On Wed, 30 Dec 2009 22:57:06 +0100
Johnny Rosenberg <[email protected]> dijo:

>I have a calc document created with earlier versions of
>OpenOffice.org, for example OpenOffice.org 3.1. When I opened the file
>with OpenOffice.org 3.2 RC1 I noticed that some characters was
>”invisible”. I couldn't see them in the cells and I couldn't see them
>in the input line.
>
>Font: FreeSans
>Characters: ₍₎⁽⁾₊⁺₋⁻
>
>If you can't see them, they are:
>Left parenthesis subscript (U+208D)
>Right parenthesis subscript (U+208E)
>Left parenthesis superior (U+207D)
>Right parenthesis superior (U+207E)
>Plus subscript (U+208A)
>Plus superior (U+207A)
>Minus subscript (U+208B)
>Minus superior (U+207B)
>
>I changed the font to DejaVuSans and the characters appeared again. I
>also tried a few different font, but they all work except my favourite
>font FreeSans.
>
>All the caracters look fine with FreeSans in older versions of
>OpenOffice.org and I also tried with gedit. Worked fine there too.
>
>Can anyone confirm (or deny) that this is a bug in OpenOffice.org 3.2
>RC1?

First, I understand that 3.2 will finally include support for OpenType
fonts on Linux. If I am correct, then I must assume that there has been
some significant code rewriting for font handling. In other words, it
would not surprise me to see a bug.

When I read your post my initial reaction was that OOo 3.2 was no
longer faking missing glyphs. I have not tried 3.2 yet, but I know in
3.1 and earlier versions OOo would sometimes substitute a glyph from
another font. How and why it does this has always been a mystery to me,
but it drives me bats when I copy text from a Writer document into a
Scribus document. Scribus rigorously will never fake a glyph. 

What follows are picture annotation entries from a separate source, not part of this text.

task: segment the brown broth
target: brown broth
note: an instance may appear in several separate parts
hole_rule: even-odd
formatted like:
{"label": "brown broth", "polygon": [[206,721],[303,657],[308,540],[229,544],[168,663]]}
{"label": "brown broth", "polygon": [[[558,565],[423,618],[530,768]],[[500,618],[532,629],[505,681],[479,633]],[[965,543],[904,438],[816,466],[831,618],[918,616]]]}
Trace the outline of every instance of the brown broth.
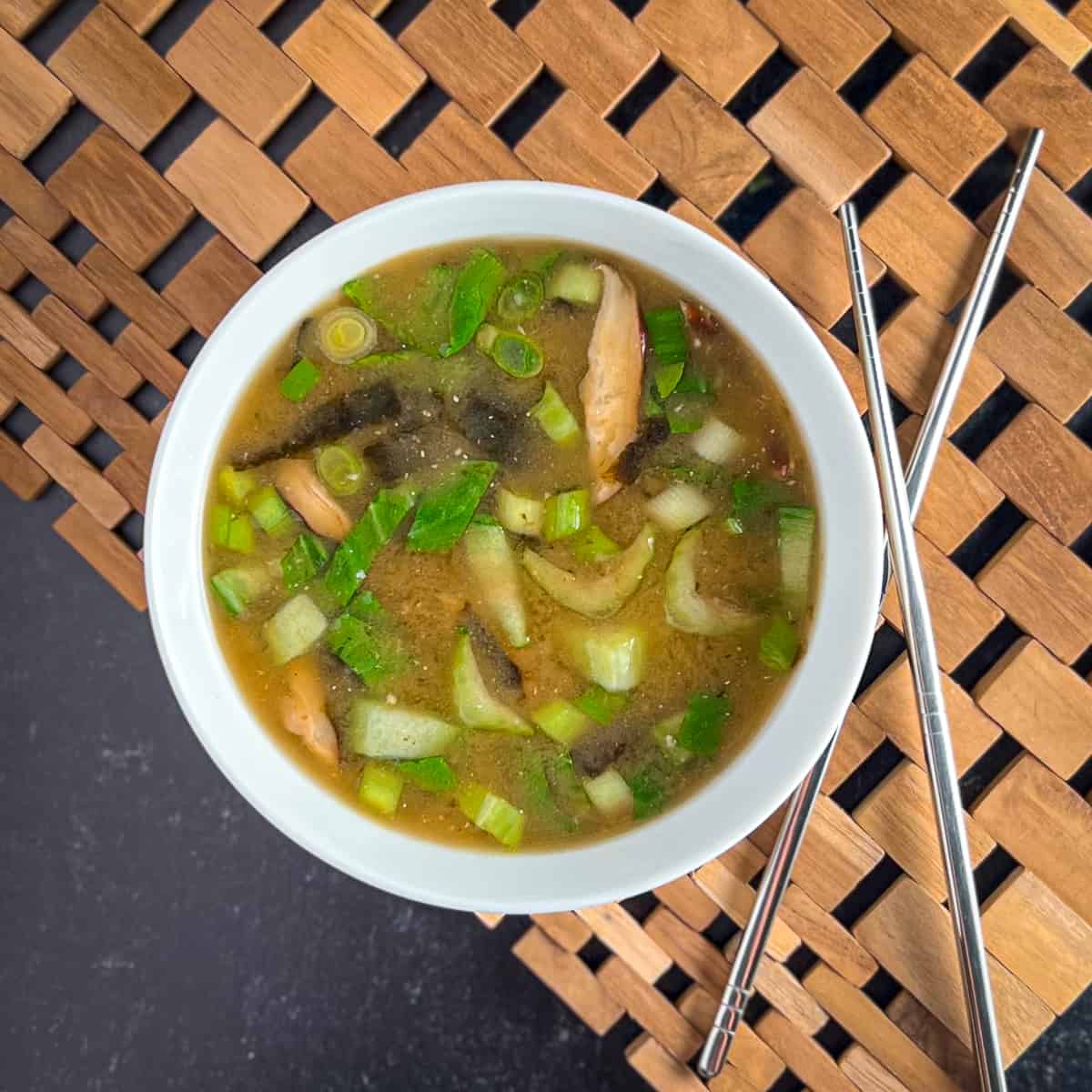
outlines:
{"label": "brown broth", "polygon": [[[491,240],[488,245],[506,261],[510,271],[532,266],[558,247],[539,241]],[[470,249],[471,245],[460,244],[408,254],[389,263],[380,271],[388,284],[389,295],[404,295],[407,308],[412,308],[415,285],[420,275],[439,261],[461,263]],[[608,260],[636,285],[642,311],[674,304],[680,298],[679,290],[653,271],[627,259],[612,257]],[[343,306],[345,302],[339,294],[328,306]],[[325,309],[320,308],[314,313],[320,314]],[[505,376],[473,347],[448,361],[428,359],[392,364],[382,370],[400,390],[439,385],[449,408],[456,406],[467,392],[478,390],[496,393],[520,412],[525,412],[537,401],[543,380],[548,378],[580,419],[578,383],[586,369],[587,344],[595,314],[594,307],[554,305],[546,306],[523,324],[521,329],[543,346],[545,354],[544,371],[534,379],[515,380]],[[240,400],[225,432],[217,466],[238,461],[247,451],[288,434],[301,413],[321,400],[345,394],[378,378],[375,371],[325,364],[319,385],[301,405],[295,405],[277,390],[290,361],[294,336],[295,332],[271,356]],[[388,335],[381,347],[395,345]],[[787,450],[792,470],[786,495],[792,502],[814,505],[812,482],[799,434],[783,399],[750,347],[722,322],[719,333],[701,335],[692,344],[691,360],[713,383],[711,412],[746,438],[745,453],[732,464],[732,475],[769,476],[771,452],[783,458]],[[537,425],[530,424],[527,440],[518,452],[517,464],[501,465],[482,510],[492,511],[498,484],[514,492],[538,498],[589,484],[583,440],[571,448],[559,448]],[[345,442],[363,451],[382,432],[382,426],[365,428],[354,432]],[[454,451],[437,453],[423,447],[415,476],[419,484],[427,487],[443,473],[448,459],[452,455],[466,458],[467,454],[475,456],[470,444],[466,451],[459,451],[458,454]],[[701,461],[690,450],[688,437],[673,436],[653,453],[649,462],[667,466],[682,463],[696,465]],[[259,467],[257,473],[263,483],[271,479],[270,465]],[[596,523],[621,546],[627,545],[645,522],[644,502],[665,483],[665,477],[646,471],[636,484],[625,487],[596,510]],[[340,502],[355,521],[373,492],[375,487],[368,486],[355,496],[340,498]],[[760,609],[770,608],[780,582],[773,522],[760,523],[759,530],[753,532],[733,534],[723,525],[729,492],[720,486],[711,495],[717,508],[703,524],[698,566],[702,594],[721,595]],[[214,476],[210,484],[210,506],[217,499]],[[392,679],[389,686],[382,687],[378,695],[370,696],[380,700],[395,699],[400,704],[428,710],[455,723],[450,665],[460,615],[470,596],[467,579],[458,548],[450,555],[411,554],[403,548],[412,519],[411,513],[394,539],[379,554],[364,586],[373,592],[397,621],[412,650],[414,665]],[[304,530],[302,525],[299,530]],[[256,551],[247,557],[210,543],[206,550],[209,573],[211,575],[225,567],[254,561],[275,563],[293,538],[294,535],[274,538],[257,531]],[[616,763],[618,770],[632,778],[646,768],[655,769],[668,783],[669,805],[696,791],[738,753],[762,725],[788,677],[788,673],[773,672],[760,663],[758,629],[727,638],[703,638],[680,632],[666,624],[664,572],[677,538],[678,535],[658,532],[655,558],[640,589],[613,619],[640,625],[646,630],[650,656],[644,680],[631,692],[622,713],[608,727],[595,729],[597,735],[592,743],[582,740],[577,748],[580,755],[591,755],[594,759],[596,750],[610,751],[617,744],[622,744],[624,750]],[[565,539],[547,544],[538,539],[518,541],[510,535],[509,541],[517,556],[529,547],[563,568],[577,568],[571,546]],[[332,543],[328,545],[331,549],[334,546]],[[812,563],[812,573],[816,568],[817,565]],[[582,625],[587,620],[551,601],[522,570],[521,582],[533,640],[523,650],[508,651],[523,673],[525,696],[523,700],[513,701],[499,690],[494,692],[530,720],[532,711],[547,700],[557,697],[572,699],[586,689],[587,682],[570,669],[559,654],[557,639],[565,627]],[[285,672],[271,666],[263,646],[261,626],[286,597],[283,591],[273,593],[240,618],[229,617],[214,597],[212,608],[221,648],[239,688],[273,738],[323,785],[355,806],[363,807],[357,804],[356,796],[363,760],[343,757],[341,764],[334,769],[308,752],[301,741],[289,735],[281,724],[280,707],[286,692]],[[802,649],[809,622],[810,607],[798,625]],[[321,641],[308,655],[317,658],[327,690],[328,713],[334,725],[341,726],[353,698],[368,691]],[[478,663],[487,680],[495,681],[480,653]],[[695,759],[688,765],[677,767],[663,758],[650,729],[653,724],[681,712],[688,696],[697,691],[724,691],[732,700],[733,713],[721,750],[714,759]],[[574,830],[568,829],[568,823],[559,820],[555,811],[536,809],[531,802],[525,774],[529,762],[532,756],[538,755],[549,763],[559,751],[559,746],[541,732],[533,737],[521,738],[466,729],[446,757],[461,781],[480,782],[524,810],[523,848],[559,847],[628,827],[629,822],[618,824],[602,819],[586,802],[577,802],[574,797],[566,802],[578,823]],[[380,818],[370,810],[368,814],[379,821],[427,838],[482,848],[497,847],[496,842],[464,818],[451,794],[428,793],[408,782],[392,818]]]}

Therefore, if Free Sans lacked the glyph, your 3.1 would have faked it,
but 3.2 would not. At least, that was my initial suspicion. But I have
Free Sans also and I just checked it with Fontmatrix. It does, indeed,
have all those glyphs. So my theory crashes and burns.

The only other thing I can suggest is to get a different version of
Free Sans. My copy is dated March 24, 2009. If you have the same
version of Free Sans and the problem remains, then it certainly seems
likely that it is a bug in 3.2 RC1.

Oh, and my 3.1 is on Fedora 11 x86_64, installed from the repositories.